Think of these tools as a team of specialists. Knowing their strengths and weaknesses is key to orchestrating them effectively.

  • Gemini Flash: The hyper-creative intern. Fast and cheap, perfect for generating a storm of ideas. Don't trust it with details.
  • Microsoft Copilot: The logical pragmatist. Excellent at turning fuzzy concepts into structured specs. Needs clear input to shine.
  • ChatGPT: The master documentarian. Superb at drafting well-written roadmaps and READMEs. Can sometimes be too verbose.
  • Google AI Studio: The strict project manager. Uncreative but utterly reliable for deterministic planning when configured correctly.
  • RepoLiner / Repomix: The diligent archivists. Their sole job is to create a perfect, faithful record of the project state.
  • Antigravity: The powerful but silent workforce. It gets the job done efficiently but needs explicit instructions and monitoring.
  • Google Search AI Mode: The sharp-eyed inspector. The best tool for diagnosing problems when given the right evidence (logs and a repo dump).
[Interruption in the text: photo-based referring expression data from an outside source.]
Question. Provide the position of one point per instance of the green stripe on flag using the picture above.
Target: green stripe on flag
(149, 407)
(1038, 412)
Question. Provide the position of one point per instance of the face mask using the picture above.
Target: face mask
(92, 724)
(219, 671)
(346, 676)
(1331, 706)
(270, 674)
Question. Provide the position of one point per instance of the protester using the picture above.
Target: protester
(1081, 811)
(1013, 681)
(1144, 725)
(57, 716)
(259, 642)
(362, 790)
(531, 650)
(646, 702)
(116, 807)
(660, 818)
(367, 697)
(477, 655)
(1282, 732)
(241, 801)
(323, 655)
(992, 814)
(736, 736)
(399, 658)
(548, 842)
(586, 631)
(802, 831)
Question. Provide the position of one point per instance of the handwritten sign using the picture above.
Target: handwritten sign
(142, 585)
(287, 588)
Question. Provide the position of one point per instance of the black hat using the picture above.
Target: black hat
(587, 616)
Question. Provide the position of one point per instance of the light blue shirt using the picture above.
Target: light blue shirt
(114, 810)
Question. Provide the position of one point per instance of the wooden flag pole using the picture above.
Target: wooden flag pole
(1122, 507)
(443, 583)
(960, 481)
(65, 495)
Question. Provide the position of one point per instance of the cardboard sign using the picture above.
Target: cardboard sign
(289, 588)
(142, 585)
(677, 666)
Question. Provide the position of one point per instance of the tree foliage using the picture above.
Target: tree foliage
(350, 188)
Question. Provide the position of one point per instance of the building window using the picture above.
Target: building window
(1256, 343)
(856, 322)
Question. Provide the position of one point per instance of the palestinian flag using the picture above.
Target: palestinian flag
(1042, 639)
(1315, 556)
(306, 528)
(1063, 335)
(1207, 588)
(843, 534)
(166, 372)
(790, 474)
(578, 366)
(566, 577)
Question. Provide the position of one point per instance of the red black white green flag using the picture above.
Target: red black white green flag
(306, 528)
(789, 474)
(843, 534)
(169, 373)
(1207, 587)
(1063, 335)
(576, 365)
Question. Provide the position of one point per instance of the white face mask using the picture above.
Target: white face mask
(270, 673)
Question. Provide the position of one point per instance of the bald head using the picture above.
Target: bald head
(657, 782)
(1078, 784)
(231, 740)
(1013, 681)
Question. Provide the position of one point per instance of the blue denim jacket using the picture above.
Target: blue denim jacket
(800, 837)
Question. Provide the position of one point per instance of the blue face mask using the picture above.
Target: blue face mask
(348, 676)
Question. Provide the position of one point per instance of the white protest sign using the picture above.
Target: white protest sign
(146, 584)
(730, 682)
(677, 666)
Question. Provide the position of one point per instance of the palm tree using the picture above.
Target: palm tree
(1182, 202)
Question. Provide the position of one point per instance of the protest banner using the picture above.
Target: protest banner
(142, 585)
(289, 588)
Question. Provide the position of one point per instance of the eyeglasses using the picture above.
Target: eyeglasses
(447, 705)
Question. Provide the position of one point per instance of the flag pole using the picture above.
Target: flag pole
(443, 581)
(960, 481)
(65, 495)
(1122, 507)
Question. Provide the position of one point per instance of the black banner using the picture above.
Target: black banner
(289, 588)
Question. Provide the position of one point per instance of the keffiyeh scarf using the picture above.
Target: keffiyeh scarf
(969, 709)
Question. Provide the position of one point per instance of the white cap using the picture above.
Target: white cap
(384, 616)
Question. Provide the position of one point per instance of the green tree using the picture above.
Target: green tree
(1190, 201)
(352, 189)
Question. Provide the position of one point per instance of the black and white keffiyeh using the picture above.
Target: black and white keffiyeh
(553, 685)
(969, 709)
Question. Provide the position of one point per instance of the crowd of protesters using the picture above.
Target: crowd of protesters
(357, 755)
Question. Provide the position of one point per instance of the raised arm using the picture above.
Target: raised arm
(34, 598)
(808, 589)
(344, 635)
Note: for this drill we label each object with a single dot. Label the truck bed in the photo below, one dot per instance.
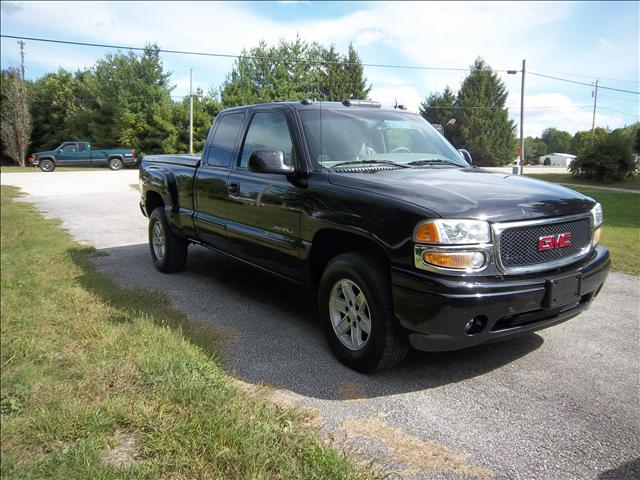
(184, 160)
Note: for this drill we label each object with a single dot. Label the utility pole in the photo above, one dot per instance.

Your First Build: Beginner Tips & Advanced Notes

Quick Wins for Your First Time

  • Start Small: Pick just one simple feature for your first loop (e.g., building a static homepage).
  • Follow the Steps Religiously: Don't skip a step, even if it feels redundant. The discipline is the magic.
  • Use Repo Dumps as Checkpoints: Your repo dump is your save point. If things go wrong, you can always go back to the last good dump and restart the planning phase.
  • Iterate Often: Don't try to build the whole application in one loop. Build a small piece, complete the cycle, then start another.

Notes for Advanced Users

  • Customize Your RepoLiner: Script more advanced logic for your repo dumps, like automatically removing comments or test files to save tokens.
  • Use Different Models for Different Tasks: You might find that one model is better at scaffolding React components while another excels at writing Python scripts. Swap models within the workflow as needed.
  • Automate the Loop: For true power users, script the connections between the steps. For example, have a script that automatically runs RepoLiner and then calls the AI Studio API with the output to generate the next task list.

Closing Thoughts: This Site is the Proof

The Vibecoding Workflow isn’t just a diagram on a page - it’s a living method you can follow, and this very website stands as a testament to its effectiveness. It began as three simple Markdown files and grew, cycle by cycle, into this interactive Hub.

The process demands discipline, but it rewards you with clarity and control. Now, it’s your turn. Start with a brainstorm, create your first blueprint, and let the loop guide you. See what you can build.

Built 99.99% with LLMs. My part? Vibe check.